MAPF-GPT: Imitation Learning for Multi-Agent Pathfinding at Scale

Multi-agent pathfinding (MAPF) is a challenging computational problem that typically requires to find collision-free paths for multiple agents in a shared environment. Solving MAPF optimally is NP-hard, yet efficient solutions are critical for numerous applications, including automated warehouses and transportation systems. Recently, learning-based approaches to MAPF have gained attention, particularly those leveraging deep reinforcement learning. Following current trends in machine learning, we have created a foundation model for the MAPF problems called MAPF-GPT. Using imitation learning, we have trained a policy on a set of pre-collected sub-optimal expert trajectories that can generate actions in conditions of partial observability without additional heuristics, reward functions, or communication with other agents. The resulting MAPF-GPT model demonstrates zero-shot learning abilities when solving the MAPF problem instances that were not present in the training dataset. We show that MAPF-GPT notably outperforms the current best-performing learnable-MAPF solvers on a diverse range of problem instances and is efficient in terms of computation (in the inference mode).

POGEMA: A Benchmark Platform for Cooperative Multi-Agent Navigation

Multi-agent reinforcement learning (MARL) has recently excelled in solving challenging cooperative and competitive multi-agent problems in various environments with, mostly, few agents and full observability. Moreover, a range of crucial robotics-related tasks, such as multi-robot navigation and obstacle avoidance, that have been conventionally approached with the classical non-learnable methods (e.g., heuristic search) is currently suggested to be solved by the learning-based or hybrid methods. Still, in this domain, it is hard, not to say impossible, to conduct a fair comparison between classical, learning-based, and hybrid approaches due to the lack of a unified framework that supports both learning and evaluation. To this end, we introduce POGEMA, a set of comprehensive tools that includes a fast environment for learning, a generator of problem instances, the collection of pre-defined ones, a visualization toolkit, and a benchmarking tool that allows automated evaluation. We introduce and specify an evaluation protocol defining a range of domain-related metrics computed on the basics of the primary evaluation indicators (such as success rate and path length), allowing a fair multi-fold comparison.

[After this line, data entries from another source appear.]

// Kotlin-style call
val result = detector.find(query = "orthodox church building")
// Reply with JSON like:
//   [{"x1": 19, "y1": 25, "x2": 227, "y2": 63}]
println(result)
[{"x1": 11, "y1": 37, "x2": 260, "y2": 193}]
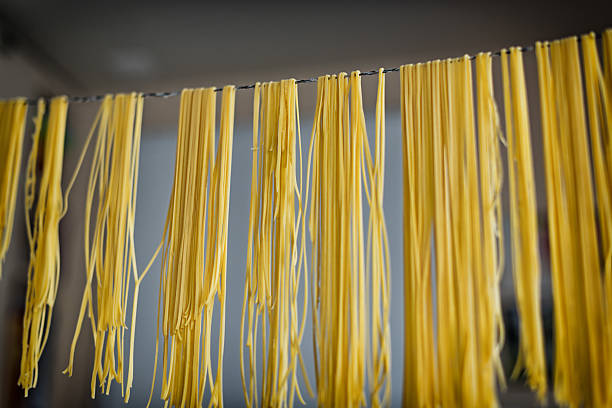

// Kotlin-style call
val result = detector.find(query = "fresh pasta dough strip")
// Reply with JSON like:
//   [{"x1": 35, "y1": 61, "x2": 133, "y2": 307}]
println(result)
[
  {"x1": 400, "y1": 61, "x2": 440, "y2": 407},
  {"x1": 149, "y1": 86, "x2": 236, "y2": 406},
  {"x1": 241, "y1": 79, "x2": 310, "y2": 407},
  {"x1": 536, "y1": 37, "x2": 610, "y2": 406},
  {"x1": 65, "y1": 93, "x2": 159, "y2": 402},
  {"x1": 0, "y1": 98, "x2": 28, "y2": 279},
  {"x1": 18, "y1": 96, "x2": 68, "y2": 397},
  {"x1": 501, "y1": 47, "x2": 546, "y2": 401},
  {"x1": 304, "y1": 71, "x2": 390, "y2": 407},
  {"x1": 309, "y1": 72, "x2": 366, "y2": 407},
  {"x1": 362, "y1": 68, "x2": 391, "y2": 407},
  {"x1": 401, "y1": 54, "x2": 505, "y2": 407}
]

The results of such a comparison, which involves a variety of state-of-the-art MARL, search-based, and hybrid methods, are presented.

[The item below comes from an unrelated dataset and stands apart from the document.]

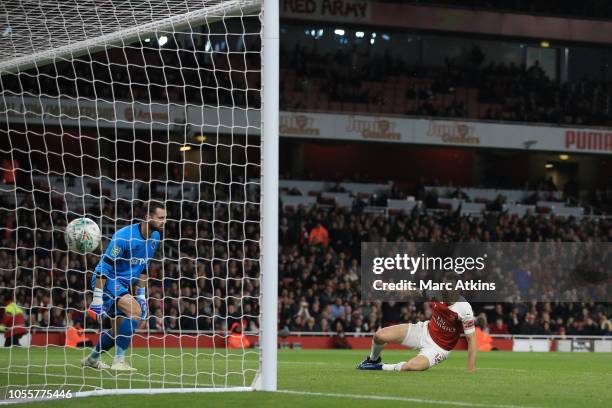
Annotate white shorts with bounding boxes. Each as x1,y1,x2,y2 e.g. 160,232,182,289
402,321,450,367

Optimal and Bounded Suboptimal Any-Angle Multi-agent Pathfinding

Multi-agent pathfinding (MAPF) is the problem of finding a set of conflict-free paths for a set of agents. Typically, the agents' moves are limited to a pre-defined graph of possible locations and allowed transitions between them, e.g. a 4-neighborhood grid. We explore how to solve MAPF problems when each agent can move between any pair of possible locations as long as traversing the line segment connecting them does not lead to the collision with the obstacles. This is known as any-angle pathfinding. We present the first optimal any-angle multi-agent pathfinding algorithm. Our planner is based on the Continuous Conflict-based Search (CCBS) algorithm and an optimal any-angle variant of the Safe Interval Path Planning (TO-AA-SIPP). The straightforward combination of those, however, scales poorly since any-angle path finding induces search trees with a very large branching factor. To mitigate this, we adapt two techniques from classical MAPF to the any-angle setting, namely Disjoint Splitting and Multi-Constraints. Experimental results on different combinations of these techniques show they enable solving over 30% more problems than the vanilla combination of CCBS and TO-AA-SIPP. In addition, we present a bounded-suboptimal variant of our algorithm, that enables trading runtime for solution cost in a controlled manner.

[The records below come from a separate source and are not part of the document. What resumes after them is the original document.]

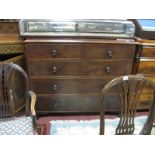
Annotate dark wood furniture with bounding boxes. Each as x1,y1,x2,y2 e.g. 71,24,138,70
24,37,136,114
0,62,37,135
100,75,155,135
0,20,25,108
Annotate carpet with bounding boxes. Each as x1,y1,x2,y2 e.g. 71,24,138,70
50,116,146,135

Decentralized Monte Carlo Tree Search for Partially Observable Multi-agent Pathfinding

The Multi-Agent Pathfinding (MAPF) problem involves finding a set of conflict-free paths for a group of agents confined to a graph. In typical MAPF scenarios, the graph and the agents' starting and ending vertices are known beforehand, allowing the use of centralized planning algorithms. However, in this study, we focus on the decentralized MAPF setting, where the agents may observe the other agents only locally and are restricted in communications with each other. Specifically, we investigate the lifelong variant of MAPF, where new goals are continually assigned to the agents upon completion of previous ones. Drawing inspiration from the successful AlphaZero approach, we propose a decentralized multi-agent Monte Carlo Tree Search (MCTS) method for MAPF tasks. Our approach utilizes the agent's observations to recreate the intrinsic Markov decision process, which is then used for planning with a tailored for multi-agent tasks version of neural MCTS. The experimental results show that our approach outperforms state-of-the-art learnable MAPF solvers. The source code is available at https://github.com/AIRI-Institute/mats-lp.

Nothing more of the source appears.